Entre crise sociale et fraudes électorales
À partir de 18 heures, les affrontements se répandent, par les artères principales de la ville, dans les faubourgs, particulièrement ceux de Légitimus et Vieux-Bourg-Abymes… cour Montbruno, où sont tués d’abord Taret, puis son ami Landre. Lors de la veillée, mitraillée, ceux des Guadeloupéens qui ne meurent pas sur place sont emmenés par camion à la cour de la sous-préfecture ou dans les locaux de la gendarmerie, ou encore parqués sur un terrain vague, au nord-est de la ville. Ce sont de véritables centres de torture, selon les Guadeloupéens qui en sont sortis et qui ont accepté de témoigner… Il n’y a pas qu’une seule raison à cette tuerie de masse.

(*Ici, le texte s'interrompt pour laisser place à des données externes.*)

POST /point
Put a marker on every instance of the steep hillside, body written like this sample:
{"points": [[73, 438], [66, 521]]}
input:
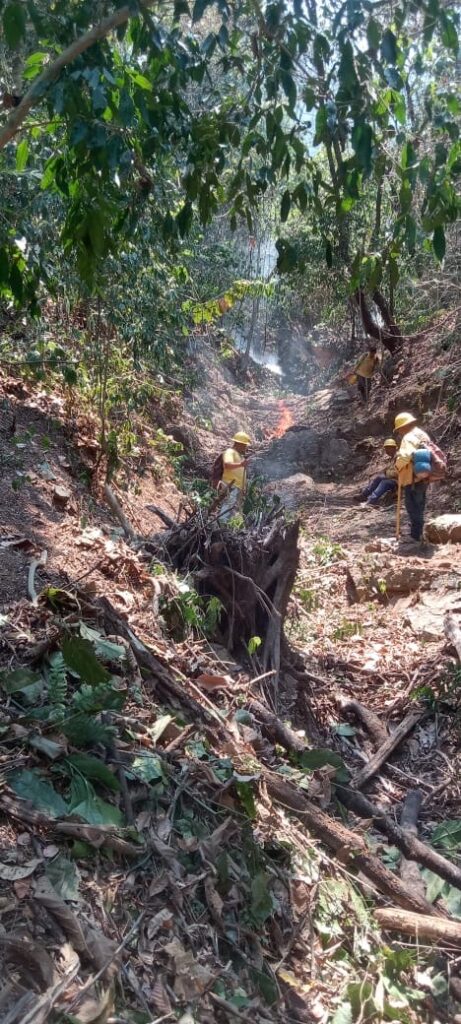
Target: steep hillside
{"points": [[170, 822]]}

Une crise sociale a éclaté au lendemain du cyclone Inès, qui a ravagé l’archipel. Sur le plan politique, les élections législatives des 5 et 12 mars 1967 ont donné des résultats plus que discutables. Dans la troisième circonscription, la fraude manifeste orchestrée par les autorités préfectorales a eu raison de la volonté des petites gens de faire élire la communiste Gerty Archimède. De tout cela, les autorités préfectorales mettront, elles, l’accent sur la responsabilité du Gong par l’affirmation de son mot d’ordre d’« indépendance nationale de la Guadeloupe ». Un agent de la DST a démenti depuis cette responsabilité du Gong.